Determining whether a virus is viable using RNA detection by RT-PCR is challenging. Limited studies have observed viable virus in stool and further research is needed to determine whether the irrefutable faecal shedding and the high and long-lasting detection rate of viral RNA in GI specimens really indicates the likelihood of faecal-oral transmission. Studies using fresh stool samples at later time points in patients with extended duration of GI specimen positivity are required to define transmission potential. Nevertheless, the importance of GI specimen tests for detection of SARS-CoV-2 in general, and even more in the longer term surveillance of infected patients, has been confirmed in our systematic review.

All included studies were observational case studies without control groups, based on a relatively small number of heterogeneous patients (I2 approximately 90%), and the timing of specimen collection has been largely inconsistent and unstandardised. In particular, evidence for viable virions in GI specimens is based on a small number of patients whose specimens were collected at different times over the course of illness or convalescence. This is not surprising, as most included studies are case reports or small case series of patients treated on the frontlines during the pandemic, in which adhering to standard research protocols is difficult.
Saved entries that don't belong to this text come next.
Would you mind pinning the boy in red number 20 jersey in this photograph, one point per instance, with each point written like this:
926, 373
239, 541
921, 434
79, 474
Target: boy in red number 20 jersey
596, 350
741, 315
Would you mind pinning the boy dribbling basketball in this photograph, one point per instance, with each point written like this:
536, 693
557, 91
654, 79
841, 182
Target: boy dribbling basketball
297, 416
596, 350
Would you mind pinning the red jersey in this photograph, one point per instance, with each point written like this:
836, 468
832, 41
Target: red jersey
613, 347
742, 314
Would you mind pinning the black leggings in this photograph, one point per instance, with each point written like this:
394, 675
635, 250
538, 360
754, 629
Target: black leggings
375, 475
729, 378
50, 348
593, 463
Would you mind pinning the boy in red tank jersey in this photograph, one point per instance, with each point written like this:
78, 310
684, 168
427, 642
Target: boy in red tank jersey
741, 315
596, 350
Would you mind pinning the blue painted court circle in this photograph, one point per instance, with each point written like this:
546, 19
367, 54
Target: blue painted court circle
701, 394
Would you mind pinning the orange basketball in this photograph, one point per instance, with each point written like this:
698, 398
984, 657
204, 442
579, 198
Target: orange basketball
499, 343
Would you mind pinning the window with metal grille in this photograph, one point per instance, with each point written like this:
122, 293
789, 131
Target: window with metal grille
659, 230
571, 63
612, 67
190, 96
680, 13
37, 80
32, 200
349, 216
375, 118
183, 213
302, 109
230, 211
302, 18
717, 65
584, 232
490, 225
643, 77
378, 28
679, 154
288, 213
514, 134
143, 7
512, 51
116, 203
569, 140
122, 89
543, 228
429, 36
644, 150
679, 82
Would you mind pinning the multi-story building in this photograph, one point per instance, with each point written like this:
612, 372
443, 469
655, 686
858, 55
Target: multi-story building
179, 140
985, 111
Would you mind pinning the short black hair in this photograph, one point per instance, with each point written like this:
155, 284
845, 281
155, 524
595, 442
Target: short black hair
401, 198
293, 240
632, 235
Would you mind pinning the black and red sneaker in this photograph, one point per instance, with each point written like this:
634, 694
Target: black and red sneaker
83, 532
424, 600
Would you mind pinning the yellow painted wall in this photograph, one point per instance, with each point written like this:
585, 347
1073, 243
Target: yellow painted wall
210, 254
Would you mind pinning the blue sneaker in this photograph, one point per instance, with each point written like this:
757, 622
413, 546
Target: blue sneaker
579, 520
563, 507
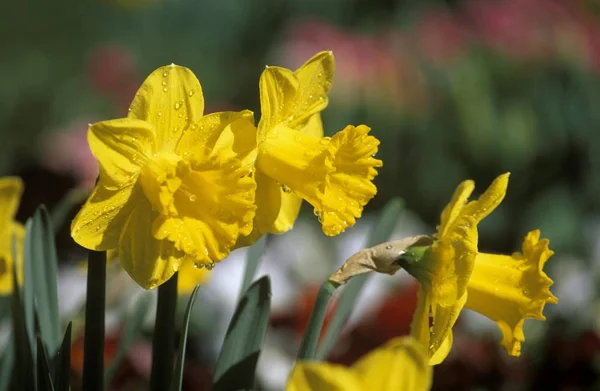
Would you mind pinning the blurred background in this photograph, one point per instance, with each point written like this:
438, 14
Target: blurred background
454, 89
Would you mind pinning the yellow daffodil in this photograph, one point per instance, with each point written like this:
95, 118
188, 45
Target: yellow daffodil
399, 365
453, 274
189, 275
11, 189
166, 193
294, 161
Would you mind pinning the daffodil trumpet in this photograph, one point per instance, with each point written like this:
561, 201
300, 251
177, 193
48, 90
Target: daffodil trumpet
453, 274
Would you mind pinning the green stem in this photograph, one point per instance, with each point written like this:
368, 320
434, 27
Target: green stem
93, 342
163, 342
310, 341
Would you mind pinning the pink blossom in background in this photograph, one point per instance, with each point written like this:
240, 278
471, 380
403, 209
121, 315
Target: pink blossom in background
362, 61
67, 152
441, 36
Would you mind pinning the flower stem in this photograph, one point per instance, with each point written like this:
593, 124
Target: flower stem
310, 341
163, 342
93, 353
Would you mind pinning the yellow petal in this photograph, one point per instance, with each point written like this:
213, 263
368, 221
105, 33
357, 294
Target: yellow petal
291, 98
509, 289
333, 175
7, 261
121, 146
319, 376
11, 189
400, 364
229, 133
489, 200
171, 100
204, 204
99, 222
150, 262
457, 203
189, 276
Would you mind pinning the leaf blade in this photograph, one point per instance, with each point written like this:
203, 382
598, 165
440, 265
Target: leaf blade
236, 365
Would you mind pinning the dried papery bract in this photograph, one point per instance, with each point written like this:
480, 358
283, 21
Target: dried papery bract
382, 258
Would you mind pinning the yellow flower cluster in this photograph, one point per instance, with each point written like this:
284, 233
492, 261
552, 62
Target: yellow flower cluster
11, 189
178, 188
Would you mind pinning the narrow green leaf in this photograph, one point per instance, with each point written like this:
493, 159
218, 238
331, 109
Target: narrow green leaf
44, 379
7, 362
253, 258
29, 282
24, 374
163, 341
62, 363
236, 365
308, 348
132, 329
44, 269
384, 226
178, 383
93, 338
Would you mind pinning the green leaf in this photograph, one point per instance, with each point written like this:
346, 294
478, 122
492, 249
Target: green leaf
253, 257
62, 363
24, 374
384, 226
178, 383
7, 362
41, 266
308, 348
237, 361
93, 337
44, 377
132, 329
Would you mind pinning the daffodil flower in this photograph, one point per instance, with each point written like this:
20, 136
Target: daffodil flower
399, 365
11, 189
453, 274
166, 192
294, 161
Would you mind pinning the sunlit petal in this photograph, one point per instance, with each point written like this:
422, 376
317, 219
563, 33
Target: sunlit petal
171, 100
98, 224
333, 175
313, 376
291, 98
509, 289
150, 262
400, 364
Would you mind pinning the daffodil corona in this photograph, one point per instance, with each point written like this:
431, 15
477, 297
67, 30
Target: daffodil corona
453, 274
399, 365
11, 189
294, 161
167, 193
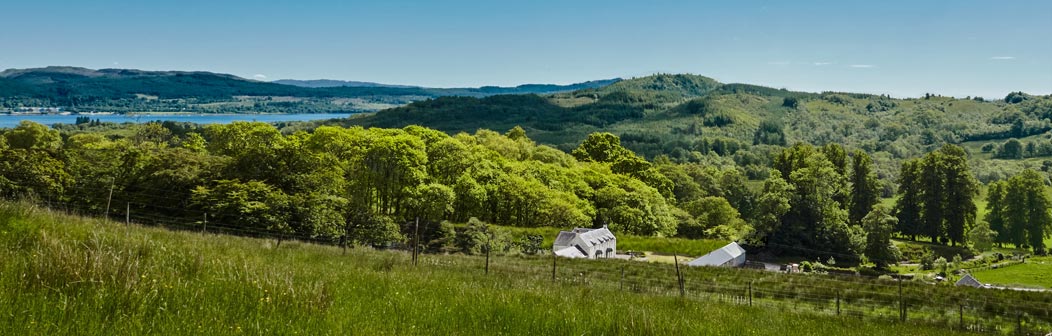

This generates the risk of bias in these kinds of studies, especially publication bias.

As a result, our analyses were based on relatively small patient groups (median 9; range 1–401 patients) and inconsistent methods, parameters, sample timing, sample frequencies and study endpoints differing widely between the included studies, impeding comparisons and robust conclusions. In the early response to the emerging COVID-19 outbreak, only respiratory specimens were required for the detection of SARS-CoV-2 according to initial clinical guidelines. A lot of studies, therefore, refrained from obtaining GI specimens from the patients during their first few days of hospitalisation or observation and could not determine whether respiratory and GI specimens were positive on RT-PCR analysis simultaneously. Furthermore, the phenomenon that viral RNA of SARS-CoV-2 can remain positive in GI specimens after respiratory samples became negative was not identified in all studies. This resulted in inadequate (follow-up) information, potentially causing a (outcome) measurement bias.

The sole four studies that reported no positive tests in GI specimens were all based on small sample size (1–4 patients) and the testing was performed at an early stage of the disease course. Our review demonstrated that there seems a tendency for SARS-CoV-2 to be more detectable in the respiratory tract at an early stage of the disease and later on, more likely to be detected in GI specimens, which could explain the early negative testing.

Our review confirms that SARS-Cov-2 is commonly present in stool samples or anal swabs in which the virus can persist long after respiratory testing has become negative and that the virus may be viable. This suggests the possibility of faecal-oral transmission and that stool sample or anal swab testing should be (re)considered in relation to decisions for isolating or discharging a patient.